Bien que vivant dans un pays réputé pour la douceur de son climat, des centaines de milliers de Portugais souffrent tous les hivers du froid dans leur propre logement, qu’ils ont encore plus de mal à chauffer en pleine inflation galopante.
Dans sa petite maison mitoyenne de la banlieue sud de Lisbonne, dont les murs sont jaunis par l’humidité, Maria de Jesus Alves Costa a dû débrancher ses radiateurs d’appoint. «Je ne peux plus me permettre de chauffer (...). La dernière facture atteignait presque 95 euros», soupire-t-elle, emmitouflée dans une cape en fausse fourrure lui arrivant à la taille tout en se tenant devant la porte ouverte qui donne sur une petite cour intérieure, pour profiter des derniers rayons de soleil de la journée. «Je me couche plus tôt, pour ne pas avoir froid», confie à l’AFP cette retraitée de 68 ans, qui vit avec son mari dans ce quartier de la bourgade de Costa da Caparica, dont les plages se remplissent de monde en été. Le manque de confort thermique est fréquent au Portugal, dont 16% des quelque 10 millions d’habitants estiment ne pas être en mesure de chauffer convenablement leur domicile. Avec une moyenne dans l’Union européenne de 6,9%, cet indicateur place ce pays ibérique à la 5e place derrière la Bulgarie, la Lituanie, Chypre et la Grèce, selon les données les plus récentes d’Eurostat.
«Mauvais état des logements»
«Le problème des revenus faibles des familles (...), associé au mauvais état des logements, fait que, malgré l’ensoleillement important du Portugal et ses hivers doux, les gens ont vraiment froid chez eux», explique Joao Pedro Gouveia, chercheur au Centre de recherche sur l’environnement et la durabilité (CENSE) de l’université Nova de Lisbonne. Après la Révolution des œillets de 1974, «on a construit vite et de mauvaise qualité» pour loger ceux qui sont qui sont arrivés des anciennes colonies portugaises en Afrique mais aussi pour faire face à un important exode rural, précise ce spécialiste. Dans un quartier de logements sociaux du nord-est de Lisbonne, le bloc 70, qui n’est pas entretenu depuis sa construction il y a une cinquantaine d’années, témoigne des conditions d’extrême précarité dans lesquelles vivent certains Portugais. Une de ses habitantes, Francisca Chagas, occupe un appartement au 6e et dernier étage, dont les murs et le plafond sont noircis par des infiltrations. Quand il pleut, l’eau tombe même dans les bassines en plastique qu’elle a disposées dans sa cuisine. «Je n’ai jamais eu le chauffage chez moi», raconte cette retraitée de 75 ans, qui résiste au froid en s’enroulant dans une couverture posée sur le canapé. «Il y a des familles avec des malades qui ont besoin de médicaments mais elles doivent choisir : soit elles achètent les médicaments, soit elles payent l’électricité», ajoute sa voisine, Teresa Pina, sur fond de hausse record des prix au Portugal, jusqu’à 10% en octobre.
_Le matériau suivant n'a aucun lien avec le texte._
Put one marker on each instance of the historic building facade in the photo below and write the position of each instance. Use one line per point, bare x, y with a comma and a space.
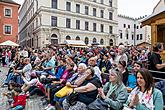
45, 22
8, 20
131, 32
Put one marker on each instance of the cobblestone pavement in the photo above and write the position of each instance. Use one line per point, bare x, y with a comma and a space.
32, 103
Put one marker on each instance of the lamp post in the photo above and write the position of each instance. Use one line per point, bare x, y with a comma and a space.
134, 34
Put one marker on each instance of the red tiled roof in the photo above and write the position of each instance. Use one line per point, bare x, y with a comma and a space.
9, 1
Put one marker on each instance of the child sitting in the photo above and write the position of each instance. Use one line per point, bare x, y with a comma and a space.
19, 100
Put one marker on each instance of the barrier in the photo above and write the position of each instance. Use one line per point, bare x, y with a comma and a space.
158, 75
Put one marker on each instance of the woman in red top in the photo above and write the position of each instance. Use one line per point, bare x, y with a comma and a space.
19, 100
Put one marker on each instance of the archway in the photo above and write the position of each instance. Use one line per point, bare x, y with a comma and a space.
54, 39
68, 37
77, 38
111, 42
86, 40
102, 42
94, 40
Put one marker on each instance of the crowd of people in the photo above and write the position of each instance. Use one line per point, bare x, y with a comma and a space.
94, 78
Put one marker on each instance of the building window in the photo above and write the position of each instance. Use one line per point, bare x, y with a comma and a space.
53, 21
94, 40
128, 26
137, 36
110, 29
121, 35
77, 38
110, 3
68, 23
86, 10
102, 42
141, 36
102, 13
8, 29
124, 25
127, 35
111, 42
86, 25
102, 1
68, 37
68, 6
77, 8
94, 26
137, 27
94, 11
86, 40
77, 24
54, 4
8, 12
102, 28
110, 16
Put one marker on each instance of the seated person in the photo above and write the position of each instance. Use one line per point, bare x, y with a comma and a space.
145, 96
131, 82
19, 100
113, 95
87, 92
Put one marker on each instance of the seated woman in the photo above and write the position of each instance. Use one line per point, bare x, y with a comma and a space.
123, 69
113, 95
74, 81
145, 96
131, 82
87, 92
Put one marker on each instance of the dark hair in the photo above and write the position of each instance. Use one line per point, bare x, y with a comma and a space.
62, 59
92, 70
157, 46
123, 63
139, 63
149, 81
19, 90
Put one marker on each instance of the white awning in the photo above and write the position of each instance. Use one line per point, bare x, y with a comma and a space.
74, 42
9, 43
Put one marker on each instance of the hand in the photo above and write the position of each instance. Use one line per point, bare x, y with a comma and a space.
101, 93
136, 99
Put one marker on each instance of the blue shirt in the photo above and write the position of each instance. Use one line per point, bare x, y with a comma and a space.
131, 80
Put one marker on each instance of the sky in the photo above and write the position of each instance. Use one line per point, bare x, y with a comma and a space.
132, 8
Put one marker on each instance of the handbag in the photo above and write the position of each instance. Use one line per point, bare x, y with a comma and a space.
72, 98
64, 91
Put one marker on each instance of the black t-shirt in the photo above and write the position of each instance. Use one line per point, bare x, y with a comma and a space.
154, 60
89, 97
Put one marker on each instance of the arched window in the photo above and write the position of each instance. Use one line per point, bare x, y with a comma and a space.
111, 42
54, 39
68, 37
53, 36
77, 38
86, 40
102, 42
94, 40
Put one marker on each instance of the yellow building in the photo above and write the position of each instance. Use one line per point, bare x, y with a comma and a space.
157, 22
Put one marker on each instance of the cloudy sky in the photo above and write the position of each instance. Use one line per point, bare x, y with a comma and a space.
132, 8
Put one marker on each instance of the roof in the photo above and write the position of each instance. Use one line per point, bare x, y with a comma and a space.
74, 42
9, 1
154, 15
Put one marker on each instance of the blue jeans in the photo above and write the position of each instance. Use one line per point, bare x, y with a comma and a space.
9, 77
19, 107
60, 100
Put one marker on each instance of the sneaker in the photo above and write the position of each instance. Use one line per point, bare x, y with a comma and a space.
4, 85
47, 106
51, 108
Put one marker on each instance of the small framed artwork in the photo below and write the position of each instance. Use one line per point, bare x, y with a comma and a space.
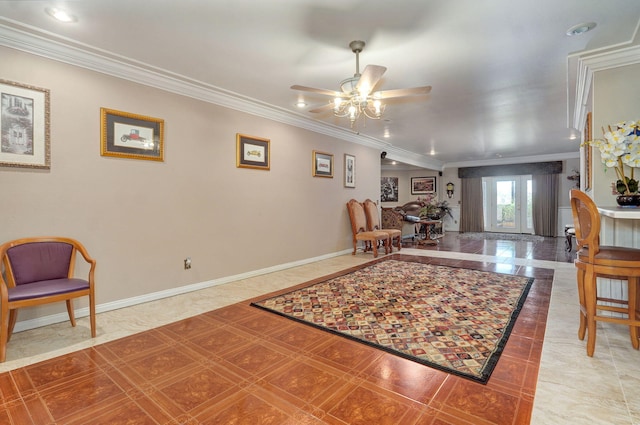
24, 126
252, 152
322, 164
389, 189
133, 136
423, 185
349, 170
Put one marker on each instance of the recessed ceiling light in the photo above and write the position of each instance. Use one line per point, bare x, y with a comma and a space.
61, 15
581, 28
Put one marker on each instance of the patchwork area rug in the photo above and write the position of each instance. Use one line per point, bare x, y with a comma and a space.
454, 319
502, 236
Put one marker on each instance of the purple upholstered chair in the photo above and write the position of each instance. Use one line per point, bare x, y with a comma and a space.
40, 271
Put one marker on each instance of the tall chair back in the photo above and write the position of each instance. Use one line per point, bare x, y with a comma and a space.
595, 261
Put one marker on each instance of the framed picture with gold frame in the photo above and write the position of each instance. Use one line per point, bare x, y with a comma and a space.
128, 135
253, 152
322, 164
349, 170
24, 135
588, 152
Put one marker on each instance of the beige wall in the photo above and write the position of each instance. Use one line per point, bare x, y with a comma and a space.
616, 97
140, 219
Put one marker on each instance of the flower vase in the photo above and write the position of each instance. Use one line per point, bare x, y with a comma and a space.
628, 200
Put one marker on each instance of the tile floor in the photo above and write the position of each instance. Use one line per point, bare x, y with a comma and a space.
209, 358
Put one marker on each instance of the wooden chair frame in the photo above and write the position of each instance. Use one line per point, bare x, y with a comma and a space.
9, 308
595, 261
373, 224
358, 220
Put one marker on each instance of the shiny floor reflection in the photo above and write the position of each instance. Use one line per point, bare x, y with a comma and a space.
223, 362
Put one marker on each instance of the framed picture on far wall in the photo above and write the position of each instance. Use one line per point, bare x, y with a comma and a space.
423, 185
322, 164
349, 170
252, 152
127, 135
24, 126
389, 189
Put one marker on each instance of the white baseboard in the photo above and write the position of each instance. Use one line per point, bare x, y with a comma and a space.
128, 302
30% des foyers sans chauffage
Selon les données issues du recensement de la population réalisé en 2021, 30% des foyers portugais ne sont équipés d’aucun système de chauffage. Près de 22% des logements n’ont que le feu de cheminée et seuls 14% disposent d’un chauffage central. Avec leurs fenêtres en bois à simple vitrage, la grande majorité des bâtiments souffre de problèmes d’isolation, alors que la température moyenne en hiver tombe à peine sous les 10°C. Pour y remédier, le gouvernement socialiste d’Antonio Costa a pris plusieurs mesures en vue d’aider à rénover des millions de logements mal isolés, dont une subvention de 1300 euros pour des travaux de mise à niveau énergétique. L’exécutif a également dévoilé en janvier une «stratégie nationale à long terme de lutte contre la pauvreté énergétique», qui vise à la réduire le nombre des personnes concernées de 19% actuellement à 1% d’ici à 2050. Le gouvernement prévoit ainsi de puiser dans l’enveloppe de 16 milliards d’euros des fonds européens du plan de relance post-Covid pour financer une partie de ce programme. Sur les quelque trois milliards d’euros alloués à la «transition climatique», le gouvernement a prévu un budget de 300 millions d’euros pour améliorer l’efficacité énergétique des bâtiments d’habitation. Mais l’objectif du gouvernement «ne semble pas réaliste» et le financement est «manifestement insuffisant», s’inquiète Manuela Almeida, professeure d’ingénierie civile à l’Université du Minho (nord).